Restaurant Review

The Moveable Feast brings a hip Paris bistro vibe to Cape Town

Thanks to this relaxed eatery's focus on everyday classics (think steak frites and moules), you no longer have to wait for a special occasion to enjoy French cuisine, writes Kit Heathcock

05 October 2018 - 12:00 By Kit Heathcock
The Moveable Feasts Parisian gnocchi which is made with flour, not potato, with juicy prawns, sugar snap peas in their pods and a lemon sauce.
The Moveable Feasts Parisian gnocchi which is made with flour, not potato, with juicy prawns, sugar snap peas in their pods and a lemon sauce.
Image: Supplied

Paris is a moveable feast according to Ernest Hemingway, and a slice of it has arrived in Cape Town.

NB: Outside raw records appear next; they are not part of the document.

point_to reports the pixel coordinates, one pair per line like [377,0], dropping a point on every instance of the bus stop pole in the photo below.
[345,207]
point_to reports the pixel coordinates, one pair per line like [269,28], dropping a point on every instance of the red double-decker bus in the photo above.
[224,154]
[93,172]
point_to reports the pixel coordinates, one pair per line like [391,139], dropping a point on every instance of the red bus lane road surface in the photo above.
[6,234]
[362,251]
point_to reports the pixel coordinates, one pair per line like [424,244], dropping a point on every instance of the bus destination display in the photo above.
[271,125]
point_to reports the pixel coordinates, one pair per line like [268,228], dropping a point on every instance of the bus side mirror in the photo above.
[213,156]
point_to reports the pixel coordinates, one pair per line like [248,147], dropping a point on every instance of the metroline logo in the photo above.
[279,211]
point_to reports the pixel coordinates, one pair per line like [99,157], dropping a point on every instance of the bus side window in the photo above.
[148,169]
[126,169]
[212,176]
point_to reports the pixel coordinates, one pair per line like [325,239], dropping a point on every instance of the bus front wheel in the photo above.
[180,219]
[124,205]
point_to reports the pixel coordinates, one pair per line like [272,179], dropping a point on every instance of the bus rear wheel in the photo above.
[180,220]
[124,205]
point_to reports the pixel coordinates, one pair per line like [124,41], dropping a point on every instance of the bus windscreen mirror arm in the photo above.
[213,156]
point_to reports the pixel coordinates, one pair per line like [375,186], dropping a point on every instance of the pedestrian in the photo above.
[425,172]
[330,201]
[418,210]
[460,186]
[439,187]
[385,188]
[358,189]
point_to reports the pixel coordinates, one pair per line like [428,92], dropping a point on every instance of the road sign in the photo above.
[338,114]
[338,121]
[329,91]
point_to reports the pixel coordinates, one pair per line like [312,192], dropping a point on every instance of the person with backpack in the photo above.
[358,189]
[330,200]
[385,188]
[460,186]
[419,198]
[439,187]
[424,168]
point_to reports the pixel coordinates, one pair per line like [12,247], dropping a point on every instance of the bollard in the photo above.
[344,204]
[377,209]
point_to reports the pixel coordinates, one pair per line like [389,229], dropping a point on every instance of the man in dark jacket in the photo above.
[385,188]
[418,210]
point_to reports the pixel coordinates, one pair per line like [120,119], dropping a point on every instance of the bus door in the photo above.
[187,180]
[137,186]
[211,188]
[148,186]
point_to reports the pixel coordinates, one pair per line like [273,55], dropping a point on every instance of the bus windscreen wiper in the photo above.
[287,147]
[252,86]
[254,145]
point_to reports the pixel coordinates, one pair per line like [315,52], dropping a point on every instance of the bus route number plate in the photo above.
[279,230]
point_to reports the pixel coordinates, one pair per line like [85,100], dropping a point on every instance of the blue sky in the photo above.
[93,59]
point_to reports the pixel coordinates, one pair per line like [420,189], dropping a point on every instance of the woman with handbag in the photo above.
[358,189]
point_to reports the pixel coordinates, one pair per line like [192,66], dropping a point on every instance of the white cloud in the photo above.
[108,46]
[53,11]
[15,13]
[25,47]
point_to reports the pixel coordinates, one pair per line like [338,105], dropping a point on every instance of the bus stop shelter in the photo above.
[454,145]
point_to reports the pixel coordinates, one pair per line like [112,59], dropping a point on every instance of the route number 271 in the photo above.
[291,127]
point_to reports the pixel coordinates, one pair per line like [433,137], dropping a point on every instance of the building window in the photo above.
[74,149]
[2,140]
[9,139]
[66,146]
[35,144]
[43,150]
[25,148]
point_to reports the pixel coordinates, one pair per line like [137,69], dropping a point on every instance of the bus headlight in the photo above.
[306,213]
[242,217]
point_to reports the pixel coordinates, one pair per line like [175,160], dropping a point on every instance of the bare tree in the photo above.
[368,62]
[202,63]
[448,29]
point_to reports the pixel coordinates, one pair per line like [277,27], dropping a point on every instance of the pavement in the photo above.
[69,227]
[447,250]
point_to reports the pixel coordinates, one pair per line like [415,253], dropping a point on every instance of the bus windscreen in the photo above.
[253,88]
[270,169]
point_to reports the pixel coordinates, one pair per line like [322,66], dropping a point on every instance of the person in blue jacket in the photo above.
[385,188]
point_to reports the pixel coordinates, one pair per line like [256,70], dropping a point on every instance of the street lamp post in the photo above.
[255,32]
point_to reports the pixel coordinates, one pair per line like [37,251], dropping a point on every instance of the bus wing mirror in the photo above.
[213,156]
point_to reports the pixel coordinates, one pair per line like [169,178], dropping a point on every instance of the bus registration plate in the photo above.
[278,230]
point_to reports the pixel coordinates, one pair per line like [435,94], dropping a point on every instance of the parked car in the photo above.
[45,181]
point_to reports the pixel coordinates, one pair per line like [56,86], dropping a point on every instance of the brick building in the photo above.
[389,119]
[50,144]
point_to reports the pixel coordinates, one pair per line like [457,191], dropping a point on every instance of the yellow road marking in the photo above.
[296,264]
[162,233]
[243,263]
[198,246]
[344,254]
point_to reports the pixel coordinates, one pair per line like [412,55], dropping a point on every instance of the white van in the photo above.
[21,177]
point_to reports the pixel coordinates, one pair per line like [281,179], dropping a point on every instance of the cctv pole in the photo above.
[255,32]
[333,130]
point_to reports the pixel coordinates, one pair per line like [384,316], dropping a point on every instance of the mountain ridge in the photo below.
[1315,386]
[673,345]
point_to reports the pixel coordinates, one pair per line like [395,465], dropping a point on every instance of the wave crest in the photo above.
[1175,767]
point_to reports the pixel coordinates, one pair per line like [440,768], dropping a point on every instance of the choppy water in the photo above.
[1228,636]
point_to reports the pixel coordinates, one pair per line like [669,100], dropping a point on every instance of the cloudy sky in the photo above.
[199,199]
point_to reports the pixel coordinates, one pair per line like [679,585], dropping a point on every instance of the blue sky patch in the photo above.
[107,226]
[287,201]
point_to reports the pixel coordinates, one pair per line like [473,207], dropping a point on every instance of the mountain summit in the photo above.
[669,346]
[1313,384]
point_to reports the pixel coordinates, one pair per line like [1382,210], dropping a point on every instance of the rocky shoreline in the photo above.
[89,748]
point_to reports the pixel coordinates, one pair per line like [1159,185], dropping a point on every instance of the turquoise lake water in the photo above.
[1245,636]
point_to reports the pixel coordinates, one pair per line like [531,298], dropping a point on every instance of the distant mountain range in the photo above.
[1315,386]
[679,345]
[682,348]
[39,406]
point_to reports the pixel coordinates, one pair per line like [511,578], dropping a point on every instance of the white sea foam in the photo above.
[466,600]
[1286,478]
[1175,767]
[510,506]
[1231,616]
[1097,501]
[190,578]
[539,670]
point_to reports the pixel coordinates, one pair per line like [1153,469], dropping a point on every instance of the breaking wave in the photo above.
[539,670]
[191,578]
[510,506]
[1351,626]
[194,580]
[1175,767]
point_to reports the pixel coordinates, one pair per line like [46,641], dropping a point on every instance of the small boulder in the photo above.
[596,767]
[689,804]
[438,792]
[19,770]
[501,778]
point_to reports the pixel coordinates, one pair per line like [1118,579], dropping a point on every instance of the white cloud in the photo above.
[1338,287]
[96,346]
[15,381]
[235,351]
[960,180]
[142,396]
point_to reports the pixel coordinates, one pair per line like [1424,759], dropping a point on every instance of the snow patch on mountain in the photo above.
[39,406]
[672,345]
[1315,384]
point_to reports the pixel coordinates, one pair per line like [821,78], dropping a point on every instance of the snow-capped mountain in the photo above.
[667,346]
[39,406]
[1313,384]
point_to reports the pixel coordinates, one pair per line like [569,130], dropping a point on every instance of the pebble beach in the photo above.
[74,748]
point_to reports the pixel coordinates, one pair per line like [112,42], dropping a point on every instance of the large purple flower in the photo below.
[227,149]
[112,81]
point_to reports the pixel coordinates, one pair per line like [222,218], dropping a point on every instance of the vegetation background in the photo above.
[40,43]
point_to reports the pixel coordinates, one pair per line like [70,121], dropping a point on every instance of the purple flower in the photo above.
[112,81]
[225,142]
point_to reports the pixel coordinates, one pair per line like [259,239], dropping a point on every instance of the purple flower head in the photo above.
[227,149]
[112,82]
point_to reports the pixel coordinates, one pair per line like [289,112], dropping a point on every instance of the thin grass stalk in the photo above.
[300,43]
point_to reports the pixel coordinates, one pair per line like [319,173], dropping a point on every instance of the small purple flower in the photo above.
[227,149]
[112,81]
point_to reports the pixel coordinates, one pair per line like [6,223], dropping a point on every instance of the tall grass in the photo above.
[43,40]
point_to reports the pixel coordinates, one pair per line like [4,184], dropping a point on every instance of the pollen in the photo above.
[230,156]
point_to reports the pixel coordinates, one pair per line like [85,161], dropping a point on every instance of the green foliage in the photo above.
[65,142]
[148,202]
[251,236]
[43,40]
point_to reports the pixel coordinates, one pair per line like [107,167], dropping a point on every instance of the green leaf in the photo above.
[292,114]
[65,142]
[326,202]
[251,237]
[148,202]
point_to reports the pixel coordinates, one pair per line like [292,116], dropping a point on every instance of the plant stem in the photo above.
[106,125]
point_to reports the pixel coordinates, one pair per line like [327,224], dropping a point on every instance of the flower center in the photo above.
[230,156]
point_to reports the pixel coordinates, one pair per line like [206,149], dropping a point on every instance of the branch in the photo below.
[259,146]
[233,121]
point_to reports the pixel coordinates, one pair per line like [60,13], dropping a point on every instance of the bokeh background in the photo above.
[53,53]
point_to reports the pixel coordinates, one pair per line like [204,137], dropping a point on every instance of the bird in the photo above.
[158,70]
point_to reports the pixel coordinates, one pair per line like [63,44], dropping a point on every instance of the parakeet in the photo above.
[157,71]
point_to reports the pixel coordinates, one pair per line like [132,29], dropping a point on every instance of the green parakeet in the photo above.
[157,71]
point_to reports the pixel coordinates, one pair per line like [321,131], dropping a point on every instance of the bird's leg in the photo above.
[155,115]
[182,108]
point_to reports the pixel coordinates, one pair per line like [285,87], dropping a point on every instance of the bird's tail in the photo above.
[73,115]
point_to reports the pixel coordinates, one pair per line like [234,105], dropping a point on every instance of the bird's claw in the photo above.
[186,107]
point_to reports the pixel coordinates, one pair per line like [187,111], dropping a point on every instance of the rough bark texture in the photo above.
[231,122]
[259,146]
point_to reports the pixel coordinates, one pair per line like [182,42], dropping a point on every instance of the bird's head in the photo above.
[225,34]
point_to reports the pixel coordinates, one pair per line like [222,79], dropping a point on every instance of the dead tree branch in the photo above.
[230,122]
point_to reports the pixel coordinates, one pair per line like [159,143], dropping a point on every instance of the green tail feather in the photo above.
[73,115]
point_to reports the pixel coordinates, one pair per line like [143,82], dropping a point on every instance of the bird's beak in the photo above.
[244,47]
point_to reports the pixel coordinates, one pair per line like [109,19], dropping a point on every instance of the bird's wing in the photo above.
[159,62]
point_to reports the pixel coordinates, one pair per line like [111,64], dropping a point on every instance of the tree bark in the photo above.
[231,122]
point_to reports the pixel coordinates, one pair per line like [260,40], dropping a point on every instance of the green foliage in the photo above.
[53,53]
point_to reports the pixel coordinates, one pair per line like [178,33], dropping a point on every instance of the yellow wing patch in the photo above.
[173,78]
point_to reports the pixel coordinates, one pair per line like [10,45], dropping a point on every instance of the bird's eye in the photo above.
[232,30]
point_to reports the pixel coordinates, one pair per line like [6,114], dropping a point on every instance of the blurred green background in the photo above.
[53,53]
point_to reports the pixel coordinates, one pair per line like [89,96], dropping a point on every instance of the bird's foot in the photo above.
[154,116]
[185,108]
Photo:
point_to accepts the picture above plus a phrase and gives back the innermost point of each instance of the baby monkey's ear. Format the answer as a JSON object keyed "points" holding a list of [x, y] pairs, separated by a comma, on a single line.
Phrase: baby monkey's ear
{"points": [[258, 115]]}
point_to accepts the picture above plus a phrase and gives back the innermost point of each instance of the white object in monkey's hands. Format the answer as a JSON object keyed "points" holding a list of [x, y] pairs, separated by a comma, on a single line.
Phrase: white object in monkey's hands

Channelling the spirit of an old-school French bistro, The Moveable Feast on Kloof Nek Road, upstairs from Power and the Glory, combines those classic elements of red-velvet banquettes and marble-topped tables with hip faceted mirrors and eclectic flea market finds, a Kandinsky-inspired secret dining room, and a neon-lined bar with an open-topped piano upstairs.

With careers in the French music industry followed by opening successful Japanese eateries back in Paris, owners Vincent John Soimaud and Raphael Wallon are creating a welcoming space that looks set to become a favourite local hang-out.

“Here we’re trying to keep the simplicity of the traditional Paris bistro, the­ comforting aspects,” says Vincent John. It’s all about comfort food, everyday food you can meet friends over without having to wait for a special occasion. Think steak frites, moules, and beef tartare.

But there’s nothing old-fashioned about the vibe, which is a light and breezy cafe by day sitting out on the curving, window-lined, closed verandah, with the upstairs bar becoming inviting and laid-back cool at night, with live music or a DJ. On Saturdays, the music buzz spills into the dining room with a curated vinyl evening.

Quail dish with a sweet soy reduction and served with fresh greens and pickled radish.
Quail dish with a sweet soy reduction and served with fresh greens and pickled radish.
Image: Supplied

On a chilly day, a thick pot of hearty French onion soup was the perfect warming starter, savoury and comforting, generously floating with toasted parmesan on baguette slices.

Slow-cooked springbok daube, rich and tender, blends South African flavour with classic French treatment and a side of potato puree mops up the juices.

The beautifully light Parisian gnocchi heralded sprightly spring flavours – made with flour, not potato, with juicy prawns, sugar snap peas in their pods and a lively lemon sauce, it’s one to go back for.

There are a few Asian touches, as in the quail dish sauced with a sweet soy reduction and served with fresh greens and pickled radish.

A whole wood-fired cauliflower, lightly dressed with sun-dried tomatoes and parsley is another sustaining classic that could be shared starter or main.

Finishing with a simple apple tarte fine, all light crispy pastry and buttery apples, you soak up the Parisian vibe even as the buzz of Cape Town and the Lion’s Head views keep you grounded with a foot in each city.